BankThink

CRA reform plan is suddenly outdated

Bank regulators were in the process of reshaping a 43-year-old community lending law when the coronavirus pandemic hit, prompting calls from bankers and community advocates alike to suspend rulemaking and revealing how inflexible the proposal could be amid a crisis.

Even absent current economic shock waves, support for the proposed changes to the Community Reinvestment Act has been tepid at best, with banks citing regulatory burden and advocates predicting diminished banking services to communities in need.

Beyond those objections, the proposal runs counter to its own public-policy goal that CRA modernization should reposition bank investments from areas that are “hot spots” for community development and redirect it to areas that need it most, known as banking “deserts.”

Instead, the proposal threatens to do the opposite by inflaming hot spots and neglecting deserts. The proposal augments banks’ existing facility-based assessment areas with a new category of deposit-based assessment areas. This steers banks with CRA responsibilities to highly populated, already well-served areas like New York City, Los Angeles, Chicago and Houston.

The proposed deposit-based assessments also will not result in additional banking services for CRA deserts, which bank regulators say includes rural areas, distressed communities and Indian country. These communities are highly unlikely to be sources of the deposits that qualify as an assessment area under the proposal. Meaning, they will remain deserts even in the wake of the pandemic.

The proposal’s requirement that banks serve deposit-based assessment areas is fixed and inflexible, at a time when the importance of flexibility in determining community needs and resources is at an absolute premium.

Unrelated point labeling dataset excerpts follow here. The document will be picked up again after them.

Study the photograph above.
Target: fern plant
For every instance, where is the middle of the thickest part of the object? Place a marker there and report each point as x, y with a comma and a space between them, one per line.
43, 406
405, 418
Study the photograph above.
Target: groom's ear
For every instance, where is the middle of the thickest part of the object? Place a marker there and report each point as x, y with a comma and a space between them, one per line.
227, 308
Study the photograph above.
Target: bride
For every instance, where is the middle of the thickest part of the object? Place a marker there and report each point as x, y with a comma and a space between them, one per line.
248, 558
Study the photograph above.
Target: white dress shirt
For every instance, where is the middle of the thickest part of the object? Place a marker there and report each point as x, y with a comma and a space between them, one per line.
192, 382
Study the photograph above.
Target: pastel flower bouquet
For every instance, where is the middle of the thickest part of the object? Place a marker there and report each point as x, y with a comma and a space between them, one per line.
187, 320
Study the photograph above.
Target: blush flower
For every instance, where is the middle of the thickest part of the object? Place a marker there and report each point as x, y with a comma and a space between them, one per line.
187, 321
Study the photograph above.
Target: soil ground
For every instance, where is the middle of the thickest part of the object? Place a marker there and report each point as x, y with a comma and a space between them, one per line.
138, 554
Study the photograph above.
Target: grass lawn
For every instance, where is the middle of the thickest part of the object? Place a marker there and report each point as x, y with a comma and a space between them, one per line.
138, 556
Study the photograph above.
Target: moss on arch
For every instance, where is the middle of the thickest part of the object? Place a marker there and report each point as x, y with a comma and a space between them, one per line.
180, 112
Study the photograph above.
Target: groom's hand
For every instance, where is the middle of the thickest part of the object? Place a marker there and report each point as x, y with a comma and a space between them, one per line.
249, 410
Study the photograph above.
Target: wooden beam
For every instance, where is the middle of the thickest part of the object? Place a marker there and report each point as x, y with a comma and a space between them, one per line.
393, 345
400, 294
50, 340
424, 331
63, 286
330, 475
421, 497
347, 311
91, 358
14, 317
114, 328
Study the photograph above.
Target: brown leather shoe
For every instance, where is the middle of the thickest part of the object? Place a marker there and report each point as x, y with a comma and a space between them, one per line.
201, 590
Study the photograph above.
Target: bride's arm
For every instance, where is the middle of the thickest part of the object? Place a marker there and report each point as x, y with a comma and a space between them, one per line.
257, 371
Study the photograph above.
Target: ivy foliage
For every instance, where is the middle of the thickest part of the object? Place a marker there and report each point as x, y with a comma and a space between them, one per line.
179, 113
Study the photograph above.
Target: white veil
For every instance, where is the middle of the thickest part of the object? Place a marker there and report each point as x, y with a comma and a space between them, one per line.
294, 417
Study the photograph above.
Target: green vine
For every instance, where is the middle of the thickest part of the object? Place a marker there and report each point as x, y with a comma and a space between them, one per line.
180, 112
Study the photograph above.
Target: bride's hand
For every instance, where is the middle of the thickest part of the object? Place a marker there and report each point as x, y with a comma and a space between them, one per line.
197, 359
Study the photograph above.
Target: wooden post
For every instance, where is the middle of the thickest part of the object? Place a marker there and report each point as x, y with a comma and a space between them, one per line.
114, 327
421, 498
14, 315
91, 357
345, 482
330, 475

Beyond whatever else may be required to recover from the economic consequences of the pandemic, locking banks into an assessment model that prevents them from offering services where they are needed most will restrict their ability to help communities hit hardest by the crisis.

There is a better way.

Reinvestment redistribution, a concept proposed by consumer bankers, would deem internet deposits as sourced from a broad U.S. “cyber-community,” rather than from any particular geography. This would permit CRA obligations that are based on internet deposits to be fulfilled with activities benefiting low- and moderate-income people and communities anywhere. It particularly helps banking deserts by providing a weighted incentive for engaging in activities there.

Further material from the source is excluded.